The ripples have already arrived on our shores. The stimulus cash from richer economies is already rushing into the local market chasing foreign exchange gains. Foreigners snatched up 1.6 trillion won ($1.4 billion) worth of Korean equities and bonds on the day the Fed announced its monetary stimulus program. Foreigners this year bought 40 trillion won in Korean assets. The stock price index recovered to above 2,000 and the won hit new year-highs.

But today’s boon can be tomorrow’s nightmare if such a lofty amount of capital exits. We were already there after the last second round of U.S. quantitative easing in 2010. The Korean market is called a cash machine for foreigners. We must not sit around idly, blinded by the rise in stocks and currency values. If necessary, our monetary authorities should take necessary easing actions and capital controls.

Yet the Bank of Korea last week decided to keep the key interest rate unchanged. The Ministry of Strategy and Finance simply responded with verbal interventions that it was “keeping a close watch.” A senior official said the government would not want to easily disturb the bullish trend in the stock market due to the presidential election in December.

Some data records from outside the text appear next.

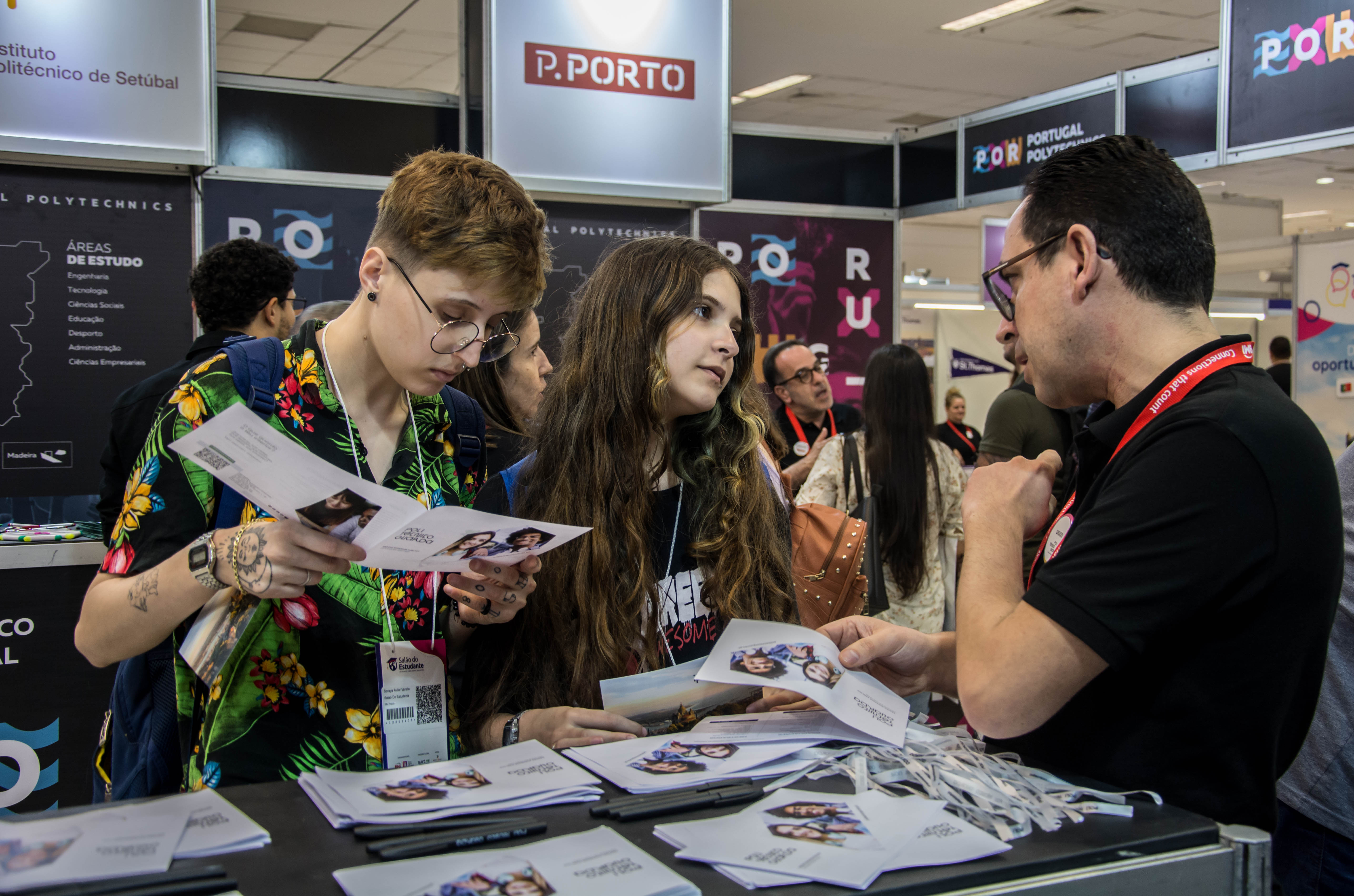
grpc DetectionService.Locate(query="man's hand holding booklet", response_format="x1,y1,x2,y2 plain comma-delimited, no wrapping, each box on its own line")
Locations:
169,405,588,572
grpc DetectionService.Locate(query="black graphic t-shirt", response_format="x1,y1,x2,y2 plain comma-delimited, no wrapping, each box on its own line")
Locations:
644,487,720,663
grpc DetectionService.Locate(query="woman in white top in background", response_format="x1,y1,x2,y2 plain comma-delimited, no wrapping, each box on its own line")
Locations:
795,345,964,633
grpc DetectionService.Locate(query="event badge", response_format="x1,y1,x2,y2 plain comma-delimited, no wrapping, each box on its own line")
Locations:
1044,513,1072,563
376,637,449,769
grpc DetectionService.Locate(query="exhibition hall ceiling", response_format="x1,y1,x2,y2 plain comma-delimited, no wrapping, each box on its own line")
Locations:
217,0,460,94
217,0,1219,131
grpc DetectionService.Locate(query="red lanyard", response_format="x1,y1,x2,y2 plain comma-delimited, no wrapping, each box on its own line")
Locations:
1025,342,1255,589
785,407,837,445
945,418,978,451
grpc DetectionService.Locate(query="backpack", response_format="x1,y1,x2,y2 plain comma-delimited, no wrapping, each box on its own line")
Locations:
93,337,485,802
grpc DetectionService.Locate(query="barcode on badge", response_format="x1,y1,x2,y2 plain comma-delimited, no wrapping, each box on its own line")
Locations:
414,685,441,725
192,445,234,470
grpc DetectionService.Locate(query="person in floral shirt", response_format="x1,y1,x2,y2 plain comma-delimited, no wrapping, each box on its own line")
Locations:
76,152,548,789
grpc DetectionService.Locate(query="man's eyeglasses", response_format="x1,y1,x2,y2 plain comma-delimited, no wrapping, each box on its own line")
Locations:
390,259,521,364
983,233,1113,321
772,361,823,386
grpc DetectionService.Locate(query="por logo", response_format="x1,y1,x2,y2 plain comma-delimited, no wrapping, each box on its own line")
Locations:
525,43,696,100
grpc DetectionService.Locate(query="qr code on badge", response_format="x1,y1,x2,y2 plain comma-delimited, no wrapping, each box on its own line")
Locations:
414,685,441,725
192,447,233,470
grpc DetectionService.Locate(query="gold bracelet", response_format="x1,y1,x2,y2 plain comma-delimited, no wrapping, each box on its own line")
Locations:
230,525,249,594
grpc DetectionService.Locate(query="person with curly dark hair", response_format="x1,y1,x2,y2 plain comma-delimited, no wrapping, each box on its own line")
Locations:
99,237,306,543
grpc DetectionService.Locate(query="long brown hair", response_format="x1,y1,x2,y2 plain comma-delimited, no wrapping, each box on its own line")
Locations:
861,345,944,594
462,237,796,746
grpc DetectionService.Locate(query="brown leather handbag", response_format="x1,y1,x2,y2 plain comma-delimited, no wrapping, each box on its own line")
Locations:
789,503,868,628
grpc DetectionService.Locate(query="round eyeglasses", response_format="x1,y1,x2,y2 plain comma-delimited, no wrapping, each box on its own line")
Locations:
387,256,521,364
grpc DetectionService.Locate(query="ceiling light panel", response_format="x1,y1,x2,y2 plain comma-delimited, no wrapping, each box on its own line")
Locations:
940,0,1048,31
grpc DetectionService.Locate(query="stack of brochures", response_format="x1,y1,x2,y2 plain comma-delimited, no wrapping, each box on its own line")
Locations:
0,790,271,893
654,788,1010,889
334,827,700,896
565,713,827,793
299,740,601,828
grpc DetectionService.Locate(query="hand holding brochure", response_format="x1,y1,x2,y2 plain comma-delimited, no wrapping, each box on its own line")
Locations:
169,405,588,572
334,827,700,896
696,619,909,747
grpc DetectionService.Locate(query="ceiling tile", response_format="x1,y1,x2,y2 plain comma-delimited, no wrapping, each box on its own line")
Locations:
268,53,343,79
217,31,306,53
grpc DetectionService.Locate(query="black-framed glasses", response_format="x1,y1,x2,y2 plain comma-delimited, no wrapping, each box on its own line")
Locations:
772,361,823,386
387,256,521,364
983,233,1113,322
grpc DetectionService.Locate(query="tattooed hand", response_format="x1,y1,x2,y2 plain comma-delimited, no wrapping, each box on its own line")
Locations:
215,520,367,600
443,556,540,625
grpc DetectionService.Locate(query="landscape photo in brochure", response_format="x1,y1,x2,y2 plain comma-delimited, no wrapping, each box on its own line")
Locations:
600,659,761,735
169,405,588,572
696,619,909,747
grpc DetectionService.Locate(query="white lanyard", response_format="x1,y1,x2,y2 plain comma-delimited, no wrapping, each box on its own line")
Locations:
658,479,687,666
318,328,436,642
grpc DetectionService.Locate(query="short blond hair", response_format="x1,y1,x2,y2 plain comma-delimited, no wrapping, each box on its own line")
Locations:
367,149,550,309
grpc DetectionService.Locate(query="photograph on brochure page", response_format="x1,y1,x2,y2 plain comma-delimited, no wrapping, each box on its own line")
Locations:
696,619,909,747
169,405,588,572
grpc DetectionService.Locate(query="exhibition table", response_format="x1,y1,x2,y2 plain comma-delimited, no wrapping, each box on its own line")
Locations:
173,778,1267,896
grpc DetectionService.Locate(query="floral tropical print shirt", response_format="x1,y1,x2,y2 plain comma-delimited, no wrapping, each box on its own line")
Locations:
102,322,474,790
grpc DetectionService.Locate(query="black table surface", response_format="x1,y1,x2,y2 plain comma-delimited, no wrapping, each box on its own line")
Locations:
173,777,1219,896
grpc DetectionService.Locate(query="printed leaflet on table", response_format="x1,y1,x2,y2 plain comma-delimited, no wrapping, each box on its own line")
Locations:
565,732,823,793
169,405,588,572
302,740,601,827
696,619,907,747
654,788,945,889
654,794,1010,889
334,827,700,896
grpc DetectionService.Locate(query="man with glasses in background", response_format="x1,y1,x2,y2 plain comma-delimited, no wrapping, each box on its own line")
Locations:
801,137,1343,831
99,237,306,544
762,340,864,491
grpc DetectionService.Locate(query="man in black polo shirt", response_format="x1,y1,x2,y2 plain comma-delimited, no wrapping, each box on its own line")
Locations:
762,340,864,490
796,137,1342,830
99,237,306,542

But the aftermath of a free-falling currency is devastating. Historian Niall Ferguson wrote about the collapse of the pound, saying the British learned one thing as their currency yielded global primacy to the U.S. dollar: A nation must be strong for the currency to be a burden on other economies or otherwise the burden will be theirs.

* The author is the editor of the business desk of the JoongAng Ilbo.